The tablet market has now been in decline for 10 quarters in a row. Q1 2017 saw an 8.5 percent year-over-year decline: 36.2 million units shipped worldwide, compared to 39.6 million units in the same quarter last year. The very thin silver lining is that the decline was slightly less than in the previous five quarters, which all saw double-digit drops.
The estimates come from IDC, which counts both slate (declining since 2014) and detachable (slightly up) form factors, meaning tablets with keyboards are included. The top two tablet makers maintained their positions: Apple was first and Samsung second. The top five vendors accounted for 60.2 percent of the market, up from 57.3 percent last year, and nobody managed to ship more than 10 million units:
Apple saw its shipment numbers fall once again and lost 1.3 percentage points in market share as a result. After 13 consecutive quarters of year-over-year shipment declines, the company is back to the numbers it saw in its first year of iPad sales.
Samsung shipped the same number of tablets as a year ago, which meant it ended up gaining 1.3 percentage points. In this quarter, the South Korean gained on its American competitor, which was the case for most of 2016.
Huawei shipped 700,000 more units this quarter, catapulting it into third place, thanks to a 2.3 percentage point jump, ahead of Amazon and Lenovo. It was the only company among the top five to experience growth this past quarter.

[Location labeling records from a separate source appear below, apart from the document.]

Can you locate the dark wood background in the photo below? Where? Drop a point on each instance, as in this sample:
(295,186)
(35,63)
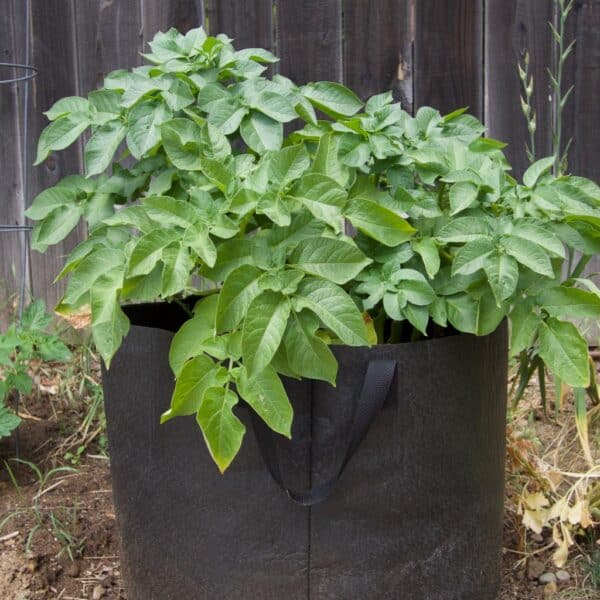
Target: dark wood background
(444,53)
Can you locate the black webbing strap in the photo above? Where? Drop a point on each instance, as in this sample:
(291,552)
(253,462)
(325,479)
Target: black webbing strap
(375,389)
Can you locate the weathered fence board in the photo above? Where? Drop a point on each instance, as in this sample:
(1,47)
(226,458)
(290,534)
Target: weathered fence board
(513,27)
(54,53)
(444,54)
(248,22)
(375,63)
(11,190)
(448,71)
(309,40)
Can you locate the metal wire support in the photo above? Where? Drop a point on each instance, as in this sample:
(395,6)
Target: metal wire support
(23,73)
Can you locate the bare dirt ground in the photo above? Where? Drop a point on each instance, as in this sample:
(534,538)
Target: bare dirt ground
(63,544)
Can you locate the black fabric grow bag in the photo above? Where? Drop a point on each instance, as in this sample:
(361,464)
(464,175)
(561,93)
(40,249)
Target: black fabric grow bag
(416,515)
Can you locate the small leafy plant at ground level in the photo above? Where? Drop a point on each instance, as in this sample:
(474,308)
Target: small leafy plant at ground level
(19,344)
(446,239)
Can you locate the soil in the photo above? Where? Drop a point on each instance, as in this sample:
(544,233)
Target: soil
(34,553)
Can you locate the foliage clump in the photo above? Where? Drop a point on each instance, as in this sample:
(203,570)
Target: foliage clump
(212,199)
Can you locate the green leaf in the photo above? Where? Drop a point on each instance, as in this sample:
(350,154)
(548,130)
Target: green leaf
(418,317)
(378,222)
(464,229)
(261,133)
(70,104)
(109,323)
(101,147)
(414,287)
(322,196)
(148,251)
(193,379)
(264,325)
(308,353)
(327,162)
(49,200)
(479,316)
(529,254)
(565,352)
(426,248)
(9,421)
(539,235)
(334,307)
(462,195)
(181,141)
(266,395)
(190,338)
(503,275)
(145,120)
(222,430)
(536,170)
(276,106)
(85,274)
(565,301)
(238,291)
(60,134)
(471,257)
(330,258)
(524,325)
(333,98)
(288,164)
(55,227)
(178,265)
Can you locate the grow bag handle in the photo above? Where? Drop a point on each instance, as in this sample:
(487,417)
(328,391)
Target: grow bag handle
(375,389)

Amazon and Lenovo were both flat in shipments, which meant they increased their market share slightly. Nevertheless, all three of these companies are still a far cry from the market leaders.
“As far as most are aware, the tablet market was created in 2010 with the launch of the original iPad, despite unsuccessful product attempts by other OEMs in the years leading up to this,” IDC program president Ryan Reith said in a statement. “The rate at which the tablet market grew from 2010 to 2013 was unlike many other consumer-oriented device markets we’ve seen before. However, it appears for many reasons consumers became less eager to refresh these devices, or in some instances purchase them at all. We continue to believe the leading driver for this was the increased dependency on smartphones, along with rather minimal technology and form factor progression.”